How I recently styled a wool pencil skirt from J.Crew for the office.

How I recently styled a wool pencil skirt from J.Crew for the office.

How to Amp Up Your Wardrobe If You Gravitate Toward the Casual

No matter how beautiful an item of clothing might be, you’re never going to feel confident in it if you’re uncomfortable in it. That goes for physical comfort (Too tight? Too restricting? Too hot or itchy? Don’t buy it), as well as a sense of authenticity. If the outfit doesn’t feel like you (or the you you want to project), you’re not going to feel like your best, most confident self.

First, let’s tackle items that are physically comfortable as well as professional. What are the items you typically gravitate toward, and how can you kick them up a notch? If you frequently reach for t-shirts, keep reaching for t-shirts! However, look for options with an interesting cut or bit of detail that dresses them up a bit. Or just throw a jacket on top – a little topper can make you look instantly pulled together. Also, consider tossing a top or two into the mix that isn’t a t-shirt. A button-down or blouse can feel equally comfortable if you pick one in a breathable fabric that feels good against the skin.

Similarly, if you’d like to add a few skirts or dresses to your work wardrobe, opt for flattering, forgiving cuts (a good A-line works on everyone) in fabrics that allow you to move freely. Also, materials with a hint of stretch tend to be more wrinkle-resistant, in addition to helping you feel more mobile. If you love wearing jeans seven days a week, wear ‘em! Just consider their color, fit, and condition. While light denim is in, a pair of neat, dark, straight-legged or slightly boot-cut jeans go a long way toward looking office-appropriate. Speaking of color, why not branch out of your everyday blues and grab a pair in a different hue once in awhile? And when it comes to shoes, don’t feel pressured to wear heels if they just aren’t your jam. Ballet flats, ankle boots and structured flat sandals work just fine.

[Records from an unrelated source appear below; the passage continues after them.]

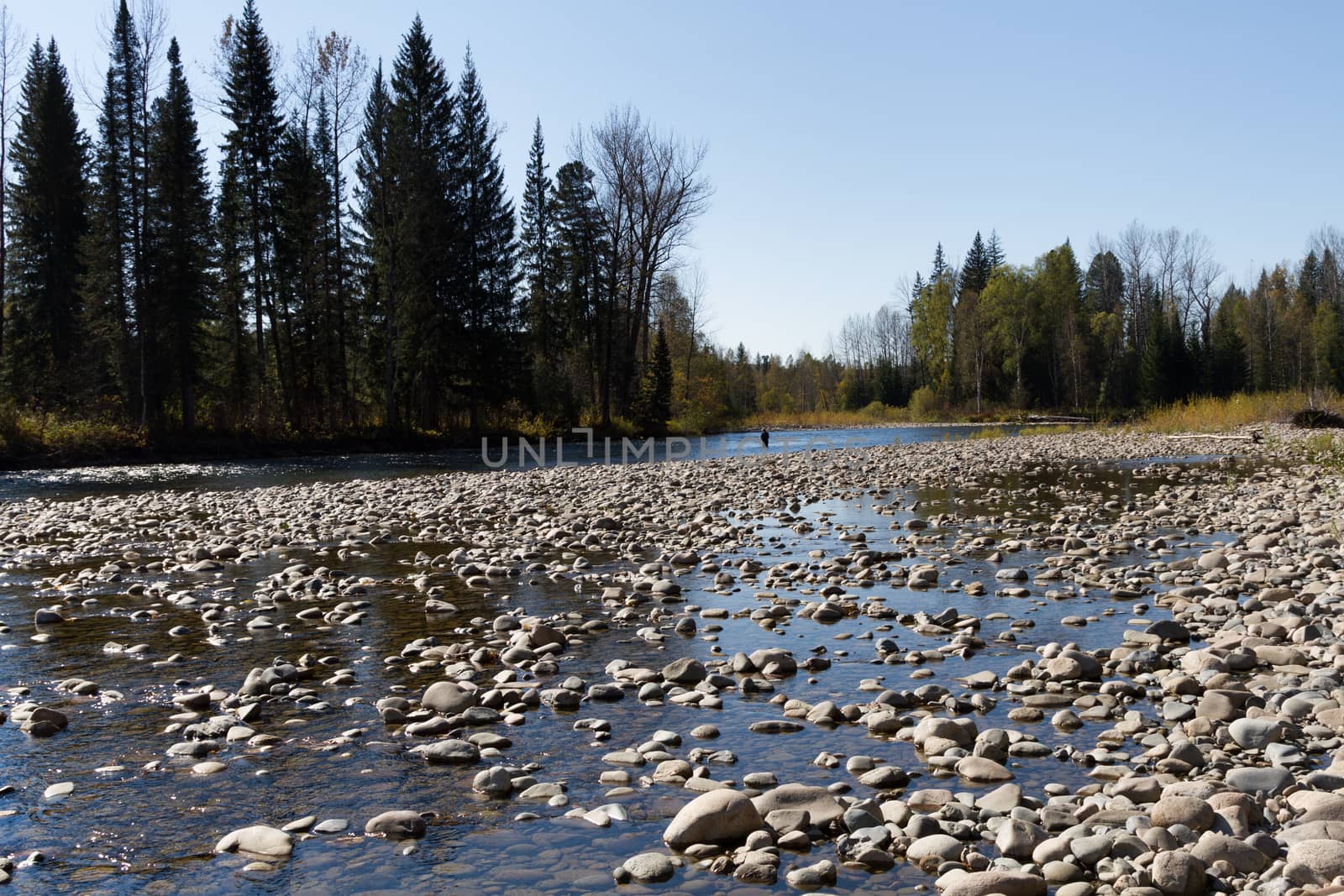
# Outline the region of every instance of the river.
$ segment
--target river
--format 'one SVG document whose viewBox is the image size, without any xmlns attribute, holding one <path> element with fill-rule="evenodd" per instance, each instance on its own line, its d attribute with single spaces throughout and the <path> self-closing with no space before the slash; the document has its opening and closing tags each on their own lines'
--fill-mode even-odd
<svg viewBox="0 0 1344 896">
<path fill-rule="evenodd" d="M 965 438 L 973 427 L 892 427 L 837 430 L 825 433 L 775 433 L 770 450 L 796 453 L 823 446 L 875 446 Z M 755 445 L 753 445 L 755 441 Z M 692 457 L 759 451 L 757 434 L 732 434 L 702 447 L 692 441 Z M 586 446 L 579 446 L 586 449 Z M 659 443 L 657 457 L 673 455 L 681 447 Z M 497 445 L 492 449 L 499 457 Z M 599 449 L 601 451 L 601 449 Z M 586 451 L 585 451 L 586 453 Z M 489 457 L 489 455 L 487 455 Z M 578 453 L 574 459 L 579 459 Z M 583 458 L 587 461 L 589 458 Z M 536 466 L 539 461 L 531 461 Z M 642 462 L 642 461 L 641 461 Z M 20 473 L 4 477 L 3 500 L 42 502 L 66 498 L 122 497 L 160 489 L 243 489 L 259 485 L 294 485 L 387 478 L 441 470 L 484 469 L 480 453 L 444 451 L 413 455 L 352 455 L 348 458 L 305 458 L 266 462 L 216 462 L 160 465 L 148 467 L 86 467 Z M 743 560 L 765 564 L 788 559 L 836 555 L 847 548 L 837 540 L 843 532 L 888 529 L 892 521 L 950 514 L 949 523 L 923 532 L 930 539 L 929 556 L 946 556 L 953 540 L 969 535 L 996 539 L 1019 537 L 1031 523 L 1048 521 L 1067 506 L 1068 500 L 1091 496 L 1099 501 L 1132 501 L 1150 496 L 1168 476 L 1181 472 L 1195 482 L 1218 484 L 1226 470 L 1206 458 L 1181 463 L 1078 465 L 1071 470 L 1038 469 L 1011 477 L 988 472 L 982 482 L 946 481 L 937 488 L 898 488 L 829 496 L 805 506 L 793 519 L 757 519 L 751 549 L 735 549 L 718 557 L 723 568 Z M 1024 497 L 1030 496 L 1030 497 Z M 892 506 L 900 508 L 892 513 Z M 133 510 L 128 509 L 128 513 Z M 732 509 L 726 513 L 732 520 Z M 810 521 L 809 528 L 797 519 Z M 953 523 L 952 520 L 957 521 Z M 981 520 L 976 523 L 976 520 Z M 1167 560 L 1192 556 L 1228 533 L 1206 533 L 1191 539 L 1180 528 L 1163 528 L 1171 548 Z M 946 607 L 993 617 L 981 635 L 988 647 L 966 661 L 949 657 L 945 662 L 921 666 L 883 664 L 874 654 L 874 621 L 863 615 L 818 625 L 809 619 L 782 621 L 765 627 L 750 618 L 761 606 L 753 583 L 743 580 L 731 588 L 716 588 L 714 575 L 696 571 L 683 575 L 691 609 L 719 607 L 726 618 L 700 618 L 695 634 L 646 641 L 632 629 L 613 626 L 577 638 L 560 664 L 560 677 L 578 676 L 589 682 L 606 680 L 607 664 L 620 657 L 636 665 L 660 668 L 681 656 L 703 661 L 715 658 L 719 643 L 734 650 L 790 646 L 801 658 L 824 654 L 831 668 L 817 674 L 801 673 L 780 681 L 771 689 L 724 695 L 722 709 L 668 704 L 650 711 L 633 696 L 609 704 L 587 704 L 578 712 L 536 711 L 527 724 L 495 731 L 503 759 L 482 760 L 468 767 L 427 766 L 403 750 L 405 737 L 384 725 L 375 701 L 403 693 L 417 696 L 431 673 L 414 670 L 396 660 L 403 646 L 431 634 L 442 643 L 473 639 L 478 633 L 468 619 L 491 619 L 501 610 L 526 606 L 532 614 L 574 614 L 591 618 L 603 614 L 593 587 L 575 587 L 563 578 L 519 576 L 489 591 L 470 590 L 452 582 L 448 596 L 458 606 L 450 619 L 426 617 L 423 598 L 406 584 L 407 566 L 418 552 L 433 553 L 433 544 L 391 541 L 382 545 L 356 543 L 345 559 L 352 572 L 367 578 L 364 599 L 368 613 L 360 625 L 312 625 L 276 607 L 269 615 L 284 618 L 278 626 L 230 627 L 202 625 L 208 606 L 249 604 L 249 583 L 258 583 L 294 563 L 313 566 L 335 563 L 339 543 L 280 548 L 257 560 L 231 568 L 223 578 L 207 572 L 176 572 L 168 576 L 175 588 L 195 595 L 192 602 L 146 600 L 128 588 L 129 582 L 163 580 L 153 571 L 128 572 L 110 579 L 87 578 L 78 588 L 78 600 L 67 600 L 77 622 L 59 627 L 46 642 L 34 641 L 34 611 L 50 606 L 55 592 L 42 579 L 130 556 L 153 556 L 159 548 L 141 540 L 109 539 L 98 549 L 79 556 L 52 555 L 50 560 L 15 551 L 0 553 L 0 684 L 8 688 L 12 707 L 23 699 L 60 707 L 73 721 L 69 731 L 51 739 L 35 739 L 11 723 L 0 727 L 0 844 L 16 861 L 34 850 L 43 861 L 16 868 L 13 887 L 23 892 L 151 892 L 151 893 L 233 893 L 233 892 L 461 892 L 461 893 L 583 893 L 613 888 L 612 868 L 626 857 L 661 846 L 667 819 L 685 802 L 676 787 L 641 785 L 640 775 L 652 768 L 632 768 L 630 789 L 612 790 L 599 785 L 598 771 L 614 768 L 601 760 L 603 754 L 625 744 L 646 742 L 659 729 L 685 735 L 695 725 L 712 723 L 720 729 L 714 742 L 687 742 L 672 752 L 687 755 L 696 747 L 710 747 L 702 762 L 715 778 L 741 780 L 749 772 L 777 774 L 781 782 L 833 785 L 837 771 L 813 763 L 818 754 L 835 756 L 868 755 L 918 771 L 922 762 L 909 743 L 875 739 L 859 725 L 829 729 L 808 725 L 790 735 L 762 736 L 749 732 L 753 723 L 780 717 L 777 693 L 809 704 L 823 700 L 853 701 L 864 680 L 883 680 L 886 686 L 914 688 L 943 685 L 962 692 L 960 677 L 981 669 L 999 674 L 1023 658 L 1023 650 L 1050 641 L 1079 641 L 1089 646 L 1118 643 L 1129 622 L 1132 598 L 1113 599 L 1106 591 L 1052 594 L 1031 587 L 1030 598 L 968 596 L 957 590 L 919 590 L 905 586 L 856 586 L 870 595 L 879 594 L 905 614 L 937 614 Z M 441 545 L 450 549 L 452 544 Z M 343 551 L 347 548 L 341 548 Z M 921 551 L 925 551 L 921 548 Z M 1054 548 L 1028 545 L 1012 555 L 1012 564 L 1043 568 Z M 949 566 L 945 583 L 981 579 L 993 588 L 999 563 L 988 551 L 958 551 L 962 556 Z M 343 555 L 344 556 L 344 555 Z M 1157 556 L 1156 553 L 1150 556 Z M 1144 553 L 1136 555 L 1142 559 Z M 621 557 L 609 553 L 589 556 L 594 571 L 614 568 Z M 241 576 L 241 578 L 235 578 Z M 237 594 L 235 594 L 237 588 Z M 184 594 L 184 592 L 183 592 Z M 1070 598 L 1070 599 L 1058 599 Z M 203 606 L 202 602 L 206 602 Z M 281 604 L 282 606 L 282 604 Z M 1144 607 L 1146 610 L 1146 604 Z M 255 618 L 258 609 L 246 610 Z M 695 614 L 692 614 L 695 615 Z M 1064 623 L 1067 617 L 1083 622 Z M 1148 619 L 1163 618 L 1152 610 Z M 319 621 L 320 622 L 320 621 Z M 181 629 L 179 629 L 181 626 Z M 902 650 L 937 649 L 945 638 L 926 637 L 899 625 L 876 626 L 878 637 L 898 638 Z M 1016 633 L 1016 639 L 995 641 L 995 635 Z M 120 645 L 121 649 L 106 645 Z M 128 652 L 145 645 L 142 652 Z M 223 690 L 239 686 L 249 668 L 266 666 L 277 657 L 296 661 L 301 656 L 331 676 L 312 686 L 317 696 L 300 701 L 269 703 L 257 728 L 276 733 L 269 744 L 220 744 L 212 759 L 226 764 L 218 774 L 196 774 L 191 762 L 164 756 L 175 731 L 195 713 L 175 711 L 171 699 L 181 688 L 215 685 Z M 1030 653 L 1027 656 L 1031 656 Z M 98 682 L 97 696 L 75 697 L 59 692 L 56 684 L 70 677 Z M 426 677 L 427 676 L 427 677 Z M 339 684 L 335 684 L 339 682 Z M 320 699 L 317 699 L 320 696 Z M 1017 727 L 1005 717 L 1012 703 L 977 713 L 981 729 Z M 207 713 L 208 715 L 208 713 Z M 610 740 L 594 737 L 575 725 L 581 719 L 607 720 Z M 1025 725 L 1048 747 L 1078 740 L 1052 728 L 1048 720 Z M 730 754 L 714 754 L 730 750 Z M 520 775 L 536 780 L 563 782 L 567 806 L 520 803 L 516 799 L 488 798 L 472 793 L 473 775 L 491 763 L 504 762 Z M 1054 759 L 1013 763 L 1019 783 L 1036 789 L 1048 782 L 1087 783 L 1087 768 Z M 840 770 L 843 771 L 843 770 Z M 840 779 L 845 775 L 840 774 Z M 71 782 L 67 797 L 44 798 L 43 789 L 54 782 Z M 954 782 L 953 782 L 954 785 Z M 949 786 L 925 778 L 913 786 Z M 848 789 L 849 785 L 845 785 Z M 860 791 L 863 789 L 859 789 Z M 972 789 L 974 790 L 974 789 Z M 856 794 L 857 795 L 857 794 Z M 564 818 L 569 807 L 585 809 L 618 803 L 629 815 L 609 827 Z M 435 813 L 425 838 L 396 844 L 362 834 L 374 814 L 410 806 Z M 528 814 L 531 814 L 531 817 Z M 301 815 L 328 819 L 335 833 L 319 834 L 296 845 L 284 861 L 249 865 L 235 856 L 214 856 L 215 841 L 226 832 L 251 823 L 284 825 Z M 339 822 L 345 822 L 344 825 Z M 835 857 L 829 844 L 812 854 L 786 854 L 790 864 Z M 903 892 L 926 887 L 930 879 L 898 860 L 886 873 L 870 873 L 841 866 L 836 892 Z M 683 868 L 672 884 L 646 888 L 624 887 L 621 892 L 754 893 L 786 892 L 782 881 L 773 888 L 749 887 L 732 877 Z M 911 892 L 914 892 L 911 889 Z"/>
</svg>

1) Emmanuelle Alt; 2) Desiree Rogers; 3) Claire Mazur and Erica Cerulo; 4) Tracy Sun; 5) June Ambrose; 6) Mellody Hobson; 7) Amal Clooney; 8) Emmanuelle Alt; 9) June Ambrose; 10) Amal Clooney; 11) Hillary Kerr and Katherine Power.

1) Emmanuelle Alt; 2) Desiree Rogers; 3) Claire Mazur and Erica Cerulo; 4) Tracy Sun; 5) June Ambrose; 6) Mellody Hobson; 7) Amal Clooney; 8) Emmanuelle Alt; 9) June Ambrose; 10) Amal Clooney; 11) Hillary Kerr and Katherine Power.

Now, for the trickier part – finding a style that feels authentic to you while also presenting a professional image.  Ironically, I find it helps to start by looking at the style of women I admire for inspiration. I ask myself what it is about a certain outfit that speaks to me. Perhaps it’s how crisp Emmanuelle Alt, editor in chief at Vogue Paris, always looks in her blazers. Or the cut of the long-sleeved, boldly printed dress Mellody Hobson, president of Ariel Investments (and Chair of the Board of Directors of DreamWorks Animation) is wearing above. I then make a note (literally, there’s a note in my iPhone dedicated to fashion) to keep an eye out for those things the next time I hit the stores. This also helps ensure that when I walk into H&M or Zara, I don’t walk out with purchases annoyingly similar to items I already have, but pieces that really make a difference in my wardrobe.

What item in your closet makes you feel most like a boss?